Ak_Kelebek
03-24-2008, 12:57
TAMAM...
Tayyip Erdoğan’ın, oy çokluğuna sahip olmayı en temel haklılık gerekçesi olarak algılamak gibi mühim bir idrak sorunu var...
Tamam...
Tayyip Erdoğan’ın demokrasi algısında "Çoğunluğun dediği olur birader!" yaklaşımı epey kuvvetli bir yer tutuyor...
Tamam...
Tayyip Erdoğan, "Ya çoğunluğu alırsın... Ya da susar oturursun" tarzında bir edanın sahibidir...
Tamam...
Tayyip Erdoğan, "Değil mi ki çoğunluğun oyunu aldım... O halde hiçbir kayıt ve şart tanımam" şeklinde özetleyebileceğimiz bir görüşe iman etmiş gözükmektedir...
Ve tamam...
Bu yaklaşım sorunludur...
Hatta ürkütücüdür.
Ancak...
Bütün bunlara rağmen...
Tayyip Erdoğan ile milyonlarca insanın katline ferman veren Adolf Hitler arasında paralellik kurmak yakışık alır bir davranış mıdır?

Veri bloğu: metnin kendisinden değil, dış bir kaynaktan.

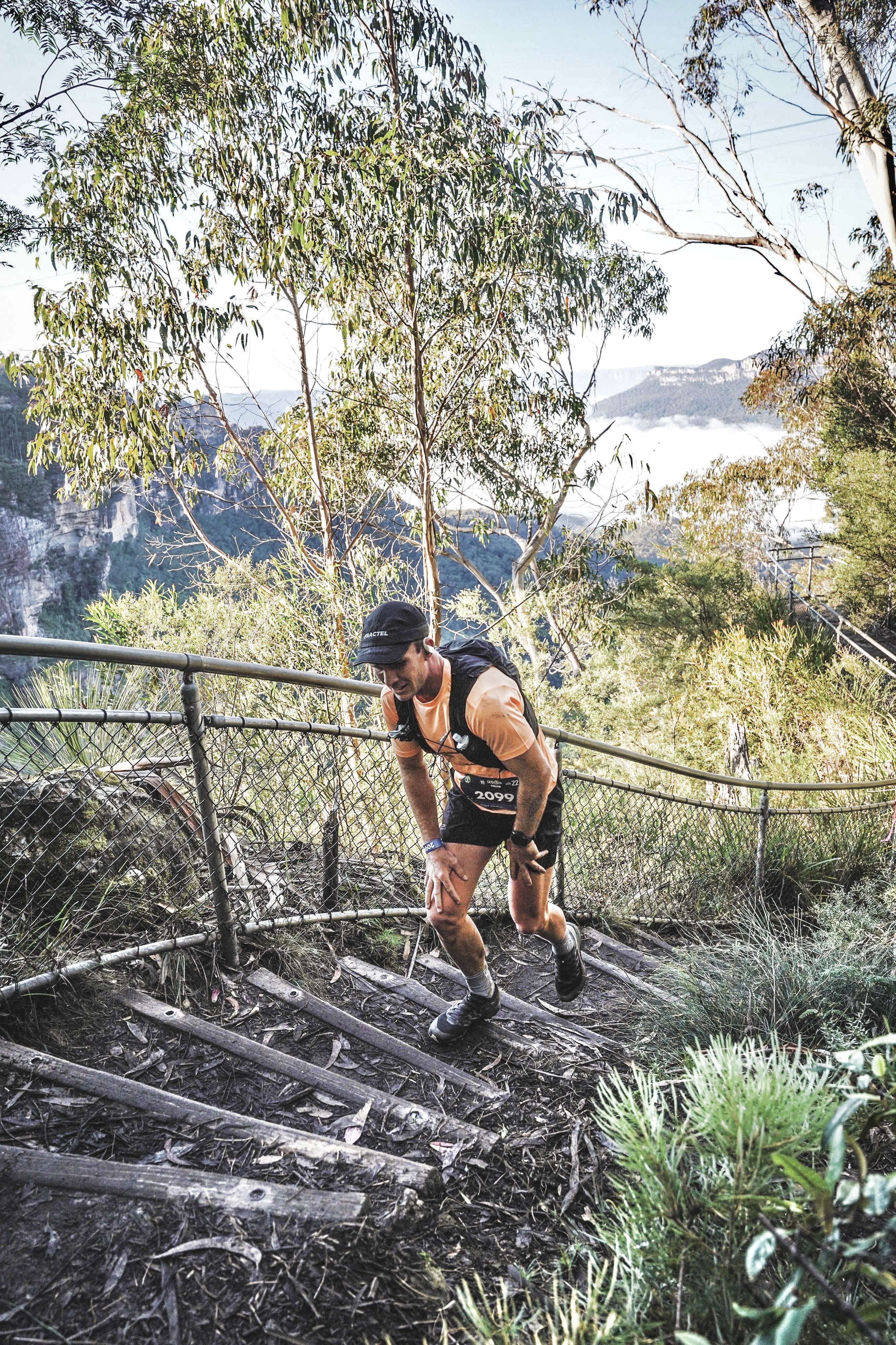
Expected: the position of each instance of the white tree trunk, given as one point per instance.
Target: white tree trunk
(851, 89)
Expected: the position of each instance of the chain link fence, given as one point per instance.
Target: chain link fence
(149, 827)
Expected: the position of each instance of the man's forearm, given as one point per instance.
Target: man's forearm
(421, 797)
(532, 798)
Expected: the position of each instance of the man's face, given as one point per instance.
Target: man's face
(408, 676)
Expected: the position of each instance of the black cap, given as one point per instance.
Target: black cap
(388, 633)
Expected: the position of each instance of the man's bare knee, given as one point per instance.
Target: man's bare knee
(529, 925)
(446, 923)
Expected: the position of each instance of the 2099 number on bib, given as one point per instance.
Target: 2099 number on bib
(488, 793)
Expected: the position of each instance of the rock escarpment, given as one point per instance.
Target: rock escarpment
(53, 552)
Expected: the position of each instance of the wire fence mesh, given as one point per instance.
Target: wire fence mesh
(103, 844)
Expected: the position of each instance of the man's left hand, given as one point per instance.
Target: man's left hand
(525, 861)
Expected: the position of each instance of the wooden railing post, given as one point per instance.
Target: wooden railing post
(762, 833)
(228, 944)
(560, 870)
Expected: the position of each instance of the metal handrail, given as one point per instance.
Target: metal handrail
(192, 664)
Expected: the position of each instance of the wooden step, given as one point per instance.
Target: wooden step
(636, 957)
(521, 1008)
(303, 1000)
(627, 978)
(331, 1082)
(184, 1112)
(427, 999)
(233, 1195)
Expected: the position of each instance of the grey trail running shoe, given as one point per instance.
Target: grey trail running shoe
(571, 970)
(461, 1016)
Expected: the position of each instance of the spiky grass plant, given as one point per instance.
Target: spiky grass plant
(695, 1161)
(695, 1164)
(822, 984)
(594, 1311)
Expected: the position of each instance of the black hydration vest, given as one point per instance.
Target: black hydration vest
(469, 661)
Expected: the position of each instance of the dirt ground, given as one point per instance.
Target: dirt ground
(89, 1269)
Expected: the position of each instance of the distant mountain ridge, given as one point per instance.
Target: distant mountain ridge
(700, 393)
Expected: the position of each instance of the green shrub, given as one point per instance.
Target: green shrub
(824, 983)
(750, 1140)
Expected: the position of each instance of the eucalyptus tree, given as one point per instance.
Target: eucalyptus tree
(465, 264)
(185, 212)
(81, 44)
(828, 59)
(346, 163)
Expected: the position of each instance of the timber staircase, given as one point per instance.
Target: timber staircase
(279, 1104)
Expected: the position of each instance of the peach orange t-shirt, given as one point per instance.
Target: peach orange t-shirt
(494, 714)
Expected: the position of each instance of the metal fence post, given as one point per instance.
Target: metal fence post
(762, 832)
(330, 895)
(210, 835)
(560, 870)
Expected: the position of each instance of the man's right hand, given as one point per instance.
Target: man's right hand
(442, 868)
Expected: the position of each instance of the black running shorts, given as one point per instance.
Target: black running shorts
(465, 824)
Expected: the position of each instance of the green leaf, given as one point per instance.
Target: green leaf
(844, 1113)
(802, 1175)
(837, 1153)
(890, 1040)
(793, 1323)
(759, 1253)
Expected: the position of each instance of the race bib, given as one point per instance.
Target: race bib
(486, 793)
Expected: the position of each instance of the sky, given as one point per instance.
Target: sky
(723, 302)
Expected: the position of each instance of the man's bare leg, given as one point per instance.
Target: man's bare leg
(457, 931)
(532, 910)
(533, 913)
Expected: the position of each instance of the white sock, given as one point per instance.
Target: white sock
(481, 984)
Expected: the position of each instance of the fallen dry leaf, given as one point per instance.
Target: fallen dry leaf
(562, 1013)
(225, 1245)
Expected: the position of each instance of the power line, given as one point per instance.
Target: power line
(719, 141)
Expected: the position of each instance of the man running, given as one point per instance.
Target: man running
(461, 704)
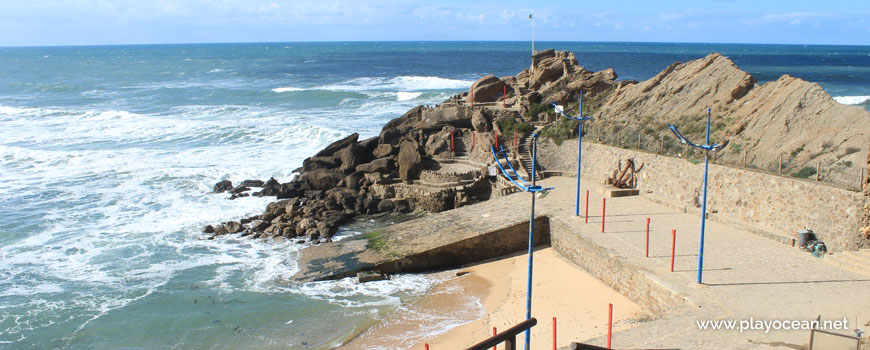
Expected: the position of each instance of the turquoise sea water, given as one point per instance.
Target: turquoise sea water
(108, 155)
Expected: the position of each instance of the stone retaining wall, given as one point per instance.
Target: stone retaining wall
(773, 206)
(626, 278)
(437, 177)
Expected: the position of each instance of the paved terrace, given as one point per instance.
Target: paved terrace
(745, 275)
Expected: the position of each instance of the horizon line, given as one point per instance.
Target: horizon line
(412, 41)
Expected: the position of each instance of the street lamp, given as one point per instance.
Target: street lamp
(581, 118)
(534, 189)
(707, 147)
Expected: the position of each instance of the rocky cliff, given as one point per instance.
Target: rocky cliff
(433, 158)
(788, 117)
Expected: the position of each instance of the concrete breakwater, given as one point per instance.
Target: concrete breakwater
(769, 205)
(437, 241)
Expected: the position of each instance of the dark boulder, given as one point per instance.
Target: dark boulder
(410, 161)
(402, 205)
(384, 150)
(386, 205)
(438, 143)
(380, 165)
(350, 157)
(352, 181)
(315, 163)
(488, 89)
(456, 116)
(252, 183)
(239, 189)
(480, 122)
(338, 145)
(223, 186)
(404, 123)
(234, 227)
(270, 183)
(321, 179)
(390, 136)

83 yaşındaki bir yazar, 40 saat gözaltında tutuldu diye Tayyip Erdoğan’a "Hitler gibi bir adam" demek insafa sığar mı?
Çoğunluk vurgusu yapıyor diye Tayyip Erdoğan’a, potansiyel "Nazi lideri" muamelesi çekmek hakkaniyete sığar mı?
Erdoğan’ın demokrasi anlayışındaki çarpıklığa işaret etmek için ille de hakkaniyetsizliğe, insafsızlığa ve ölçüsüzlüğe savrulmak zorunda mıyız?
Farkındayım, "Heyecan gelince mantık savuşuyor"...
Ama bari insafı elden bırakmasak...
Batum’dan iyisi Şam’da kayısı
DİKKAT! Aranan kan bulunmuş...
CHP’nin makus talihini Prof. Dr. Süheyl Batum kıracakmış...
Süheyl Hoca’nın sayılamayacak kadar fazla avantajı varmış:
Bir kere gençmiş... Ağzı da iyi laf yapıyormuş...
Ayrıca Tuncay Özkan biraderimiz arkasındaymış... Doğal olarak Kanaltürk de emrine amadeymiş.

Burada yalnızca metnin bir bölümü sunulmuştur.